Il reste beaucoup à faire, certes. Mais avec les bons signaux de la Maison Blanche, les banquiers centraux et les régulateurs américains établiront rapidement des liens avec leurs homologues européens qui développent et appliquent déjà des outils tels que des tests de résistance axés sur le climat pour mieux comprendre les risques posés à leurs marchés financiers. Les États-Unis pourraient ajouter beaucoup à cette discussion, notamment parce que le dialogue américain, à juste titre, est déjà davantage axé sur les risques physiques du changement climatique. Les États-Unis ont sans doute davantage en jeu étant donné le volume démesuré d'actifs réels et financiers du pays menacés par les aléas climatiques.
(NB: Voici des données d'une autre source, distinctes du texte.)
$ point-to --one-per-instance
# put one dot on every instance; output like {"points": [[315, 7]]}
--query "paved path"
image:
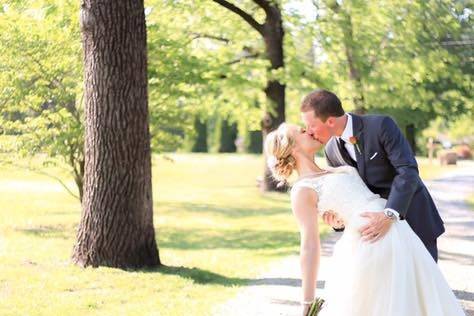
{"points": [[278, 291]]}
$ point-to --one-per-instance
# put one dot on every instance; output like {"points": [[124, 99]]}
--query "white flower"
{"points": [[271, 162]]}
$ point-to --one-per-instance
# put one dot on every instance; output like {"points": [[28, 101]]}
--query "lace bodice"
{"points": [[343, 191]]}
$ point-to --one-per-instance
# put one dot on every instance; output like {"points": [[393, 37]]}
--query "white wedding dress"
{"points": [[395, 276]]}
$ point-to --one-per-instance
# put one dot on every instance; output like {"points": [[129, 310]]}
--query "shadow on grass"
{"points": [[203, 277], [58, 231], [228, 211], [226, 239]]}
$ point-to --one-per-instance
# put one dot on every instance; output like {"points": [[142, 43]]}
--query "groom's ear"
{"points": [[331, 121]]}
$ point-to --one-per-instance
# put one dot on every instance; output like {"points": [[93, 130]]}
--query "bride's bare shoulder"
{"points": [[303, 195]]}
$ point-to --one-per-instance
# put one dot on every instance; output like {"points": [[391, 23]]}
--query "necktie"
{"points": [[345, 154]]}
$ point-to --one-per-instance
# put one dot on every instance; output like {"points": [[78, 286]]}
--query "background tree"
{"points": [[272, 33], [116, 227]]}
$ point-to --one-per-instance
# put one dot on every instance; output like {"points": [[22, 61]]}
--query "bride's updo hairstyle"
{"points": [[278, 147]]}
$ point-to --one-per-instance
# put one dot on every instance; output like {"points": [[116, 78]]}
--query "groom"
{"points": [[376, 147]]}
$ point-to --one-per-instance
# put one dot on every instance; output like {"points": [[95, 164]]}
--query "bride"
{"points": [[395, 276]]}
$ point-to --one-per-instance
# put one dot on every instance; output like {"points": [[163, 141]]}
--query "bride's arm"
{"points": [[303, 202]]}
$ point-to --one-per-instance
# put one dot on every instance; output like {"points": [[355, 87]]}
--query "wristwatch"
{"points": [[390, 215]]}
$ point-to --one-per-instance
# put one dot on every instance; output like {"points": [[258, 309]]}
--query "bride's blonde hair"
{"points": [[278, 148]]}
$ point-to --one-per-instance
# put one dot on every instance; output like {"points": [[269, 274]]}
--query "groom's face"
{"points": [[319, 130]]}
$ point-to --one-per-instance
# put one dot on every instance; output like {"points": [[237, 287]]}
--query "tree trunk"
{"points": [[410, 135], [350, 51], [255, 144], [274, 91], [227, 137], [116, 227], [200, 143]]}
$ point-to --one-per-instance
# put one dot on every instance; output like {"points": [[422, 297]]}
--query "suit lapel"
{"points": [[358, 128]]}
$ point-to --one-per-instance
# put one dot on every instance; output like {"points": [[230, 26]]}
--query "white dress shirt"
{"points": [[346, 135]]}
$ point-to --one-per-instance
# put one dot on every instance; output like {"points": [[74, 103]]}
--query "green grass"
{"points": [[214, 229]]}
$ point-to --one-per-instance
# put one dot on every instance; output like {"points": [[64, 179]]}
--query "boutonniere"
{"points": [[354, 141]]}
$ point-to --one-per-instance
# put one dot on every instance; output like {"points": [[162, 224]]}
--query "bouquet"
{"points": [[315, 307]]}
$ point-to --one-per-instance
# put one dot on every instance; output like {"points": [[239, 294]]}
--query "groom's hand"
{"points": [[331, 219], [377, 227]]}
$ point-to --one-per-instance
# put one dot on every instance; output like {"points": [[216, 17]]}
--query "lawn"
{"points": [[215, 233]]}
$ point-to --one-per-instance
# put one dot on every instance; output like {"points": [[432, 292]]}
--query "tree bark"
{"points": [[116, 227], [273, 34]]}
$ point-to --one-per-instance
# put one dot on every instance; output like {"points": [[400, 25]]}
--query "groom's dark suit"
{"points": [[387, 165]]}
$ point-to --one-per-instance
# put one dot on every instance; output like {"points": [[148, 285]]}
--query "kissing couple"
{"points": [[385, 262]]}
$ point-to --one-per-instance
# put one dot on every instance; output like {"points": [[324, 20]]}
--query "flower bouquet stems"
{"points": [[315, 307]]}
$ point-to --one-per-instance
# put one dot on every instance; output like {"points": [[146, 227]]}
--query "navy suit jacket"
{"points": [[387, 165]]}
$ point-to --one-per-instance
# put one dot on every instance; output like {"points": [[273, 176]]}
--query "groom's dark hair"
{"points": [[324, 104]]}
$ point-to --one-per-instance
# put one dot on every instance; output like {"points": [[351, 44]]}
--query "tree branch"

Il est possible que l'accent mis par l'Europe, dès le départ, sur les risques de transition ait façonné un débat sur le changement climatique et les marchés financiers qui s'est concentré sur les mauvaises questions. En fait, les marchés en savent déjà beaucoup sur le risque de transition – et, très probablement, les marchés fonctionnent. Mais sur les risques physiques, ils volent à l’aveugle, et c’est le gros souci.

Le gouvernement des États-Unis reste divisé, en particulier sur des sujets comme le changement climatique. Une grande préoccupation pour la nouvelle administration Biden est que tout ce qu'ils font par le biais d'une action administrative peut être annulé, dans une certaine mesure, par les futures administrations qui pourraient être moins concentrées sur la crise climatique. Après tout, l'équipe Trump a annulé de nombreuses actions administratives et exécutives de l'ère Obama liées au changement climatique, y compris l'adhésion à l'Accord de Paris, en seulement deux ou trois ans.

Contrairement aux caprices des administrations politiques, les règles qui affectent l'allocation des capitaux sont différentes. Une fois que les marchés auront obtenu des informations crédibles sur le risque, le transfert des capitaux suivra (et dans une certaine mesure, il a déjà commencé). La directionnalité durable qui résulte de ces changements de capitaux est une énorme opportunité pour un programme politique autrement entravé pour l'administration Biden. Elle aura fortuitement également un grand avantage pour la planète et pour l’amélioration de la résilience du pays face aux effets rapides du changement climatique.